チームに何人も人がいる訳ではなく、上司と直接仕事をする時間が長いです。同僚と上司の愚痴を言いながら過ごしてれば生きていけるという次元ではなく、日本企業と違って配置転換もなかなか期待できないので、上司のあたりハズレはデカいと思います。幸い、社内でまだ変な人を見たことはないのですが、日本企業とはまた違った面で上司付き合いは大事であり、かつ大変かも知れません。

意思決定は早い?

「外資系企業は意思決定が早い、日本は稟議だらけで意思決定が遅い」みたいなイメージがあるかと思います。実際にそう感じる場面もあり、日本企業に比べると、権限分配が広く行われており、「大したことでない事案に時間をかける」ことは少ないという印象を受けます。担当者限りで決めてしまえることも多く、上位者の決裁も、スタンプラリーのごとく何段階にもわたって行われることは少ないです(ただ、大企業ではあるので、特殊なケースではいくつもの会議体をパスしなければならないこともあります)。

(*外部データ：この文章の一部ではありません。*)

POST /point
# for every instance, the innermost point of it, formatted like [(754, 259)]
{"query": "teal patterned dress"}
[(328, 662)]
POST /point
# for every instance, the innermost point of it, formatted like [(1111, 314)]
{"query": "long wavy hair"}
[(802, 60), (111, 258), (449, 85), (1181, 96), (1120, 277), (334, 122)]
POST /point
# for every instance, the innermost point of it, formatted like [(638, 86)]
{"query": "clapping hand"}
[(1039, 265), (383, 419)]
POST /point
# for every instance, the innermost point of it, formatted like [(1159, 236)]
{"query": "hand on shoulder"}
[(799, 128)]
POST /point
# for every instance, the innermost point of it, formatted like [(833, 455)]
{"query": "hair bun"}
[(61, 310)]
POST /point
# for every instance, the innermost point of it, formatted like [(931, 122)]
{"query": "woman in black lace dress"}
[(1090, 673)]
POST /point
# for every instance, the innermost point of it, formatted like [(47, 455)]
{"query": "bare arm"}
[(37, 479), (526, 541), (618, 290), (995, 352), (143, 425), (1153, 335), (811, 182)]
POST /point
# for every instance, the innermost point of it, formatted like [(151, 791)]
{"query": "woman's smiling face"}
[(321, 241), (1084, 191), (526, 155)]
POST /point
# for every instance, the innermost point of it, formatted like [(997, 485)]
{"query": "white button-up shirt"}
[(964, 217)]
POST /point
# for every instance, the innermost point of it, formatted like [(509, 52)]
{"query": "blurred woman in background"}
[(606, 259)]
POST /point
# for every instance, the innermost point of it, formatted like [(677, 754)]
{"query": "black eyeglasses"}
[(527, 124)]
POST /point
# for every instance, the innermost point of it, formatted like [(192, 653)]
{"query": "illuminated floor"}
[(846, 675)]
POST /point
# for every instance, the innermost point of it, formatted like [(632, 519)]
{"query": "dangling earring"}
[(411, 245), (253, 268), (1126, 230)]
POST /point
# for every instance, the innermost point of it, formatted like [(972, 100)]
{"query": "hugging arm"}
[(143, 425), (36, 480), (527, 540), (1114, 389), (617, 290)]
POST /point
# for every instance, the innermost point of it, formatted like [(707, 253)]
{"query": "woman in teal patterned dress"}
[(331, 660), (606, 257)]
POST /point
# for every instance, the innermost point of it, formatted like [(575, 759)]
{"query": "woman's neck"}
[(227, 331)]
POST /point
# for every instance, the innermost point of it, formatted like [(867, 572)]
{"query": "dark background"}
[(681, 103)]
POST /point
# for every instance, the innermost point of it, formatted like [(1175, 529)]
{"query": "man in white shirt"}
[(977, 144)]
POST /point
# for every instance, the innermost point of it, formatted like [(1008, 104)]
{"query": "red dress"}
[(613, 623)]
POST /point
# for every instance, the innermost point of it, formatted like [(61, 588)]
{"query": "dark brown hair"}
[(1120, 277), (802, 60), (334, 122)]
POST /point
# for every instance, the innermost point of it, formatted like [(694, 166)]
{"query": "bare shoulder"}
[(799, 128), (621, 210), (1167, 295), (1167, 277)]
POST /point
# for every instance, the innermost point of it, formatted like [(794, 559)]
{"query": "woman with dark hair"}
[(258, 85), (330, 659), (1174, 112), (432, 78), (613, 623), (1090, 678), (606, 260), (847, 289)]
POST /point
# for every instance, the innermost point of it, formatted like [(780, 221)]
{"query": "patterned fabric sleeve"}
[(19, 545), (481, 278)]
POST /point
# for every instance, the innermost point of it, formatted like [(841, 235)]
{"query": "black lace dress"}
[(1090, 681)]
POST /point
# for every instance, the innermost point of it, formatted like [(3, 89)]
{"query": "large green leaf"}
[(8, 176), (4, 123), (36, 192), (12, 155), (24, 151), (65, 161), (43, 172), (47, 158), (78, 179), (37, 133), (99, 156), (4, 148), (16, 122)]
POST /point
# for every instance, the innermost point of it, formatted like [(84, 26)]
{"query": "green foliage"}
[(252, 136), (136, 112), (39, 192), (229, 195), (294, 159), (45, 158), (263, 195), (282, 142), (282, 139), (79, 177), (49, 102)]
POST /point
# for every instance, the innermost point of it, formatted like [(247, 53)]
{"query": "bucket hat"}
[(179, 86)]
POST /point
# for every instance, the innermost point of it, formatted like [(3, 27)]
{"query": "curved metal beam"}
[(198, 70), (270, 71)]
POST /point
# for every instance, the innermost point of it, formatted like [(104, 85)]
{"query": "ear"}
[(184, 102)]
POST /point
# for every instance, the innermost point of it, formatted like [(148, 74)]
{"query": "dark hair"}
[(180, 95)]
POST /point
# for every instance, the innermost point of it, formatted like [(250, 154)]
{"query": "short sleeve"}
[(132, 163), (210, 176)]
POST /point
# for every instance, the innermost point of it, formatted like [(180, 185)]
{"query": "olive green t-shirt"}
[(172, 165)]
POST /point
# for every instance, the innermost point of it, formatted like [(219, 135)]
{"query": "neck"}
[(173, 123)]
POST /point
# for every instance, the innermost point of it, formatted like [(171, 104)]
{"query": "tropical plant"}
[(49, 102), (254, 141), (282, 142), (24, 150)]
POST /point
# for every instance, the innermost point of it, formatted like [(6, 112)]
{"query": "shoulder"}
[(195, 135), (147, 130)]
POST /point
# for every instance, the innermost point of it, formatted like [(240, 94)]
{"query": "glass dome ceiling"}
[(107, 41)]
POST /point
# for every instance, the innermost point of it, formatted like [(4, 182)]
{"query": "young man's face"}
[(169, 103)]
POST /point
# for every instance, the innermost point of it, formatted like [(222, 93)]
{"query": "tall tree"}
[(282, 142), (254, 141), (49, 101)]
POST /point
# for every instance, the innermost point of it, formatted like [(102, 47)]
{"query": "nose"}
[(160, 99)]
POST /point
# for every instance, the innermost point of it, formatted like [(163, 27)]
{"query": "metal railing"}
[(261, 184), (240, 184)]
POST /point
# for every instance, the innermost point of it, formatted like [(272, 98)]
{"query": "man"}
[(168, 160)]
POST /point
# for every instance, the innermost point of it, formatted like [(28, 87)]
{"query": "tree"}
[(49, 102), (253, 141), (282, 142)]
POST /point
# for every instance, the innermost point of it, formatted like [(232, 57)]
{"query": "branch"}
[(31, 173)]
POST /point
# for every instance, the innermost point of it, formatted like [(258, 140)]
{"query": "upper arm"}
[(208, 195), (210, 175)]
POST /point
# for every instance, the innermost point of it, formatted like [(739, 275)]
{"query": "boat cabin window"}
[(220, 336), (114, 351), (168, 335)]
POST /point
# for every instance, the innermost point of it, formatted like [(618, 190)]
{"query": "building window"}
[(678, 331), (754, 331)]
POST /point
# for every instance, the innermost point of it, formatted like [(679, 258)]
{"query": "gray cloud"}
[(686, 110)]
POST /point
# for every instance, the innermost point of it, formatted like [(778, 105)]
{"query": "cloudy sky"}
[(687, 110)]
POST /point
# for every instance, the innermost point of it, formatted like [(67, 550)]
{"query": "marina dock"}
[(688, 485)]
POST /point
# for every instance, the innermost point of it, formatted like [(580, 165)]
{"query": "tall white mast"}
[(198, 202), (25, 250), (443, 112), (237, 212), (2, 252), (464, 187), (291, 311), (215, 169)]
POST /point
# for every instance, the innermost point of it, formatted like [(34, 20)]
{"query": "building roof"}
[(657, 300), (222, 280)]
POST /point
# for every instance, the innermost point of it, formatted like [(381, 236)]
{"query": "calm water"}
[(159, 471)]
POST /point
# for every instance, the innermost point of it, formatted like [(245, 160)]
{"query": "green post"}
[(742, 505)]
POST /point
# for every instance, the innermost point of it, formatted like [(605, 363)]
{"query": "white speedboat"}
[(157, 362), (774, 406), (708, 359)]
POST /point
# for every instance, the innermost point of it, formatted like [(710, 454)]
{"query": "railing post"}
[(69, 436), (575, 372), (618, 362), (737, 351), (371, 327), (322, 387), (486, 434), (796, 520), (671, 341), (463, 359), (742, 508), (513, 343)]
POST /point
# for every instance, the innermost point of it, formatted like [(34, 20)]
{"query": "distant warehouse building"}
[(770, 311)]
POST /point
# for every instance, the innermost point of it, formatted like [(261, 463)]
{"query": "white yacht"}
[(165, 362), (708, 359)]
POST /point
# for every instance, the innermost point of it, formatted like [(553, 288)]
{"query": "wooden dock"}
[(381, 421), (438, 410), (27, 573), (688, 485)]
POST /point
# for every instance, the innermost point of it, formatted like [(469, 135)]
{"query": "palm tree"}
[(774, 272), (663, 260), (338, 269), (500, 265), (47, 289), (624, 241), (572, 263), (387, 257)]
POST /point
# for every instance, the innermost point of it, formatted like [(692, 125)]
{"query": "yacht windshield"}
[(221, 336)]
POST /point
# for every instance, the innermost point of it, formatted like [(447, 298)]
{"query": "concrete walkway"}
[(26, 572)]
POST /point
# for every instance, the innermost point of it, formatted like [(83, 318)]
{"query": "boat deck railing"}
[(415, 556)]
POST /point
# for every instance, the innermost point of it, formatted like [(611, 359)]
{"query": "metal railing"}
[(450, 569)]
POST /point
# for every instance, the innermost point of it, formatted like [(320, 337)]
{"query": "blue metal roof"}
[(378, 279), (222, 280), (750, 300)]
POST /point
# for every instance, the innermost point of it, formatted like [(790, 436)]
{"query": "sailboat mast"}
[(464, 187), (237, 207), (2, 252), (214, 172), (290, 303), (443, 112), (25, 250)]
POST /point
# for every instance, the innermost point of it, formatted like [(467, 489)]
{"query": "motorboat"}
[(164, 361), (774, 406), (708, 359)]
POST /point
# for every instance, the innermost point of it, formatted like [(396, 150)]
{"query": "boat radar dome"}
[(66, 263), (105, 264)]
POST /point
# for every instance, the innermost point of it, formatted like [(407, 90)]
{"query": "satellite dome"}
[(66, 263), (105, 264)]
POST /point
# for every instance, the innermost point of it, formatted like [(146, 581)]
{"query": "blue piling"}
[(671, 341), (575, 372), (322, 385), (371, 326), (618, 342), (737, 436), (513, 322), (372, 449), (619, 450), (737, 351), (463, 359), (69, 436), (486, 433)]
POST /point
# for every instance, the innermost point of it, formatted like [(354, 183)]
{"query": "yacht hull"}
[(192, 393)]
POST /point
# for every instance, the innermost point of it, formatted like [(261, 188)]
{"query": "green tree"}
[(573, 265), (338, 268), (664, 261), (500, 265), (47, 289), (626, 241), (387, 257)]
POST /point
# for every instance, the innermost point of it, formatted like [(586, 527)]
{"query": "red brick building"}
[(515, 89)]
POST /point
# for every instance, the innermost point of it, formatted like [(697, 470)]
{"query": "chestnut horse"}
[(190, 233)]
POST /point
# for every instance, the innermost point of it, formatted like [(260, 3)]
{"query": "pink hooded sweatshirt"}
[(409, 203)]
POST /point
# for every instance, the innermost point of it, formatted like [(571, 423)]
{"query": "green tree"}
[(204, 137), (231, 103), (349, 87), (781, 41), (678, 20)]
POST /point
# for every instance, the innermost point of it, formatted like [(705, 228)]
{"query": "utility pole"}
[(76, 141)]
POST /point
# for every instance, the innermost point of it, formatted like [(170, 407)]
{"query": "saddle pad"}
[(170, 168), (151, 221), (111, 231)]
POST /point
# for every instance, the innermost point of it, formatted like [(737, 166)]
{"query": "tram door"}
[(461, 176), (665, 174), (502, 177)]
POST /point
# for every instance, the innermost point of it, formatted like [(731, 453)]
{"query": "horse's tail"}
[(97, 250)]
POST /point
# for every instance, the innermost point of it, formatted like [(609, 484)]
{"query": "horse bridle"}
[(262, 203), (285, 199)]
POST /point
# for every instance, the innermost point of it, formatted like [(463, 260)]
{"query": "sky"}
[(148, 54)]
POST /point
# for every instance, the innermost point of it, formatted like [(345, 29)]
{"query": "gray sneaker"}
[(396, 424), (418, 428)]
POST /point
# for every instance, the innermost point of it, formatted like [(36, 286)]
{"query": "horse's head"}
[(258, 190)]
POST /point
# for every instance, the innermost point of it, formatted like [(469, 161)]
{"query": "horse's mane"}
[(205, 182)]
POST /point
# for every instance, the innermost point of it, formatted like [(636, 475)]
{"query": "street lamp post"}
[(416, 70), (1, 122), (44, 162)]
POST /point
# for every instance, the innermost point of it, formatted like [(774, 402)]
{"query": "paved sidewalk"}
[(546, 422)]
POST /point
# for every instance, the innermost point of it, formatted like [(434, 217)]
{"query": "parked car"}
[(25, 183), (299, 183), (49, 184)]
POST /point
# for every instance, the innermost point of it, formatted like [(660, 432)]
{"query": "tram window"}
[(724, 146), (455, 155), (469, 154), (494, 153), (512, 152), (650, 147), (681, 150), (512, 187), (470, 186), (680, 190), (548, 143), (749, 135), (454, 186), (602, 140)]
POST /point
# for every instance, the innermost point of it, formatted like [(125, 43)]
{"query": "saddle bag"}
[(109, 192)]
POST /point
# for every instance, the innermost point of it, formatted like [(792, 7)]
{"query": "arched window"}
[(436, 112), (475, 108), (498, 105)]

一方で、会計・税務・労務等、各専門部署の担当事項に関する権限・影響力も大きいので、部署をまたいだ話になると、全然話がかみ合わなかったり、担当部署が忙し過ぎたりで、普通に時間がかかってしまうことも珍しくないイメージです。

向いてる人、向いてない人

こんな感じなので、いつも同僚とつるんでワイワイしながら、各所調整しながらうまくやるのを好む人よりは、上司と1 vs 1で親しき仲間がおらずとも平気でやっていける、ある程度技術的にも人間的にも独立した人(かつそういう環境を好む人)が向いてるように思います。まあ、(ポジションのJob Descriptionにもよりますが)日本企業のインハウスからやってくるよりは、法律事務所からやってくる方がしっくりくるケースが多いかも知れません。